At the start of the pandemic Gov. Janet Mills reportedly met separately with two groups of legislators. With imagination and skillful semantics, the governor called them “caucuses.” Conducting the public’s business by another name is now downgraded by calling it a caucus? Really? Why worry about public meeting laws and accountability to the people when the executive and a complicit co-equal legislature branch of government can combine to avoid pesky requirements of public notice, public attendance, scrutiny, and reports of actions taken?
Additionally by executive order extending the statutory time in eviction notices, which has the force of law, Her Executive Excellency Mills usurped the power of the Legislature to pass legislation.
Not to be outdone, the judiciary has similarly acted by denying landlords’ constitutional rights of access to the courts. No need for public accountability or scrutiny when courthouse doors can simply be locked and the keys thrown into the castle’s moat.

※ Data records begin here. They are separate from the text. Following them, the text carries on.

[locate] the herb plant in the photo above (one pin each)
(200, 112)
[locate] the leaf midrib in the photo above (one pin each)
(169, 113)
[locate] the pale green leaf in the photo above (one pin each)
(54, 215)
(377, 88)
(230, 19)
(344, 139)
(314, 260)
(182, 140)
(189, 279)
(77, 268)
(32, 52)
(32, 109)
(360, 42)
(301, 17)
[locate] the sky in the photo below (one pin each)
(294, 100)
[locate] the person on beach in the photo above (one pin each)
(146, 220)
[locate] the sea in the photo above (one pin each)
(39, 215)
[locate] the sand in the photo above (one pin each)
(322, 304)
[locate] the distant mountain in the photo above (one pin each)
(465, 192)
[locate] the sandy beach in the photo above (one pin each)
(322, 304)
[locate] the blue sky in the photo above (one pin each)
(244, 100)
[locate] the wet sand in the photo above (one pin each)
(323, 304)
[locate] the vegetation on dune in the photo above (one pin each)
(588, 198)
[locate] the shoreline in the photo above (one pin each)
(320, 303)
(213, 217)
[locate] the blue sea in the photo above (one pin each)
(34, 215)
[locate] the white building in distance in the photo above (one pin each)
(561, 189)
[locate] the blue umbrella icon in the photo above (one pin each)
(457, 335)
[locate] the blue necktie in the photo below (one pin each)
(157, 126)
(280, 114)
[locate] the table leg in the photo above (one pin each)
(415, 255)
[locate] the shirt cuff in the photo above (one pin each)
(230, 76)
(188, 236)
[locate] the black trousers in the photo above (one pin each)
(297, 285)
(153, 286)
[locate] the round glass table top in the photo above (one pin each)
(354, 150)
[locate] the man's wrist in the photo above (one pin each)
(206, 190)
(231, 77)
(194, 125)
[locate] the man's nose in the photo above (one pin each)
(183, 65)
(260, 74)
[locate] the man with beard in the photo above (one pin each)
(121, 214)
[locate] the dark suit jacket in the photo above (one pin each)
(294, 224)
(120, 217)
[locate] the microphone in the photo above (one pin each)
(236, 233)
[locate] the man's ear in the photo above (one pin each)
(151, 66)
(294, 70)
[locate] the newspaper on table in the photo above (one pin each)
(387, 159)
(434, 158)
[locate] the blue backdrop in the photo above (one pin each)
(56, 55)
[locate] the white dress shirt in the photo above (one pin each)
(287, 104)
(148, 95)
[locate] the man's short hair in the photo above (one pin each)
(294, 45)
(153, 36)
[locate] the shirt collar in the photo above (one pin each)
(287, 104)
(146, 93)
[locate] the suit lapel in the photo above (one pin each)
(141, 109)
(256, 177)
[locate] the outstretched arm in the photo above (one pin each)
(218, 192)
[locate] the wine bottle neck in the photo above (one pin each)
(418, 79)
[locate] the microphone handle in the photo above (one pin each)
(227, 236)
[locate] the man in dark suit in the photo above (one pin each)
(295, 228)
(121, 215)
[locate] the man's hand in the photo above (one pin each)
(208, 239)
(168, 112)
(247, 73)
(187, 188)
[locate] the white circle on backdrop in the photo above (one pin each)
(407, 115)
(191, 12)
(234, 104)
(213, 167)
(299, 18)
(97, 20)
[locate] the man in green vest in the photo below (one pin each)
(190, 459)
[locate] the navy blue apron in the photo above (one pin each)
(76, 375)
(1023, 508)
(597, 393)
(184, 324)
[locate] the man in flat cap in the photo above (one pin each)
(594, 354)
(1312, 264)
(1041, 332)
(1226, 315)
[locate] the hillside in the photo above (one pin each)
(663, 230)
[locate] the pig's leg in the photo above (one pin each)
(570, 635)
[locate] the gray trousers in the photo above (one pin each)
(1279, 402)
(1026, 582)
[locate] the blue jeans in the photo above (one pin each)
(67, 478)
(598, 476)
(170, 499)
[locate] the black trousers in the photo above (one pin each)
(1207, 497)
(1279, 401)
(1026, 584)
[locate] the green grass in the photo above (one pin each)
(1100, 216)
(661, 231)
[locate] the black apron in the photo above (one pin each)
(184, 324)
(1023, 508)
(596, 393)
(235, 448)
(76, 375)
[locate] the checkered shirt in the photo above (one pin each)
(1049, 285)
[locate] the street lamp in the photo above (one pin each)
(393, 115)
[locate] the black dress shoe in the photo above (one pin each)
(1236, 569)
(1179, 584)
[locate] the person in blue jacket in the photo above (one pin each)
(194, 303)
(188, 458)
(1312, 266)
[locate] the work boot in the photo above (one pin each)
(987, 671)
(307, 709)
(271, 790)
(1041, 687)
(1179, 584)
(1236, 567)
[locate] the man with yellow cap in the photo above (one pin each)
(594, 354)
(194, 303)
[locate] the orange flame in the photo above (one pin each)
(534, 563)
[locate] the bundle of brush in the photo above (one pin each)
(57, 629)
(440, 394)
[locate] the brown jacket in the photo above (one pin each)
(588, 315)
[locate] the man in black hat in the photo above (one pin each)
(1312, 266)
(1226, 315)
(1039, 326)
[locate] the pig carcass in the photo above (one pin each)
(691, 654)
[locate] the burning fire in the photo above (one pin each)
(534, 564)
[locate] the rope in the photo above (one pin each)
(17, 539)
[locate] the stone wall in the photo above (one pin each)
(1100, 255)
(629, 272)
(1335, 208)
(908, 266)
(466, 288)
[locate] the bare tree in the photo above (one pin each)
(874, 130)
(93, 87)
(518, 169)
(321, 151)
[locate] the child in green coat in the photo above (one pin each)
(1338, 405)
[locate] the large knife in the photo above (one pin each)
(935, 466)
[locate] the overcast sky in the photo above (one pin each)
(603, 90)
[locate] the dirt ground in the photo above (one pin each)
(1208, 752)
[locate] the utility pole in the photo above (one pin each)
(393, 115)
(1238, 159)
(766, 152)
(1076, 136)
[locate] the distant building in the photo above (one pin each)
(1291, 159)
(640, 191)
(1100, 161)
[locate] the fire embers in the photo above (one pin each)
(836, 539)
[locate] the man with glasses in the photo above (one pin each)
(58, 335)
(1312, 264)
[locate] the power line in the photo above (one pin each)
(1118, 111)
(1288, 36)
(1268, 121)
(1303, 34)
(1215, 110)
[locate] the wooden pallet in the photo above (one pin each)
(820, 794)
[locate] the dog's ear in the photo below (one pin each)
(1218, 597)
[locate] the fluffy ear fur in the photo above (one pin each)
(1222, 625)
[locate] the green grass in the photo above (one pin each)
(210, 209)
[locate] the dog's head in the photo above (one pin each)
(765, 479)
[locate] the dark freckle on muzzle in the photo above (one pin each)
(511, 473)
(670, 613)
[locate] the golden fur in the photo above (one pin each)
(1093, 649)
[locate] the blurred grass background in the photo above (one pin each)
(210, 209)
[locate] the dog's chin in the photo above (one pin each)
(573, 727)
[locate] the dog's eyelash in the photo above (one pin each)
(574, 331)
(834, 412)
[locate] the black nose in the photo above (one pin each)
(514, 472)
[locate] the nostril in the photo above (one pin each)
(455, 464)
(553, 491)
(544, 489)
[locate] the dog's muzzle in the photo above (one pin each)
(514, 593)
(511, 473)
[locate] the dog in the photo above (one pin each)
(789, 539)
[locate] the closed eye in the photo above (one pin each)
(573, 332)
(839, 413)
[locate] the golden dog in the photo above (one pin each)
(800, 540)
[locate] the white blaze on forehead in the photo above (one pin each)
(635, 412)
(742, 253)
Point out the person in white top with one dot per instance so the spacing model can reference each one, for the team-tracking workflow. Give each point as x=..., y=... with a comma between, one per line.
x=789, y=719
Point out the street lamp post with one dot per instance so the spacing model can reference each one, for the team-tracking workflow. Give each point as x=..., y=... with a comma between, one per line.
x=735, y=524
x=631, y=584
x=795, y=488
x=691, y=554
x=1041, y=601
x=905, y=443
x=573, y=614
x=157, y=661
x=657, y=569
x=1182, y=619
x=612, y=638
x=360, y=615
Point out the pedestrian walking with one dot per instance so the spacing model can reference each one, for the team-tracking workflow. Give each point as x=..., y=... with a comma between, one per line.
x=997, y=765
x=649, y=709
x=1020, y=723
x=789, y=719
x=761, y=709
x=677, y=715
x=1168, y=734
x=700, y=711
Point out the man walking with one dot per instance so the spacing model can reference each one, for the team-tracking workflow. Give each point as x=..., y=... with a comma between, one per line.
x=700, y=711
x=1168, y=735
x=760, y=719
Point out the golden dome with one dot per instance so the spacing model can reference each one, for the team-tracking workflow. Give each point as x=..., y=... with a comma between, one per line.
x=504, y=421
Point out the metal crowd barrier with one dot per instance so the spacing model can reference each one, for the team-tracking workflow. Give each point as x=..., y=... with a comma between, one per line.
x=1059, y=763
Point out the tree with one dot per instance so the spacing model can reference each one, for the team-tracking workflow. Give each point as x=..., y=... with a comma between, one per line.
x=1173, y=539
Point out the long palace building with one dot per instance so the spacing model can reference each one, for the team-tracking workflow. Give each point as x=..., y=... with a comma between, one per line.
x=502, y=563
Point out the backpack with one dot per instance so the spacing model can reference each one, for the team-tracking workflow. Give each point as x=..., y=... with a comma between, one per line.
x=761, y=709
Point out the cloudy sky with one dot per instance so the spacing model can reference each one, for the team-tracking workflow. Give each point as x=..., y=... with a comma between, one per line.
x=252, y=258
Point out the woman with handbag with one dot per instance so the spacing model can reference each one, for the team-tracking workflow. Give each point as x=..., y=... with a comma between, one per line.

State action by arbitrarily imposing ultra-statutory requirements in eviction notices and denial of landlords’ access to the courts by executive and judicial fiat has the combined effect of a taking of property rights. Takings of property rights by the government have always required due process and the payment of just compensation. Property rights of landlords currently being taken by over-extended emergency power clearly does not provide for just compensation.
While we slept have we become more like servants and less like sovereigns?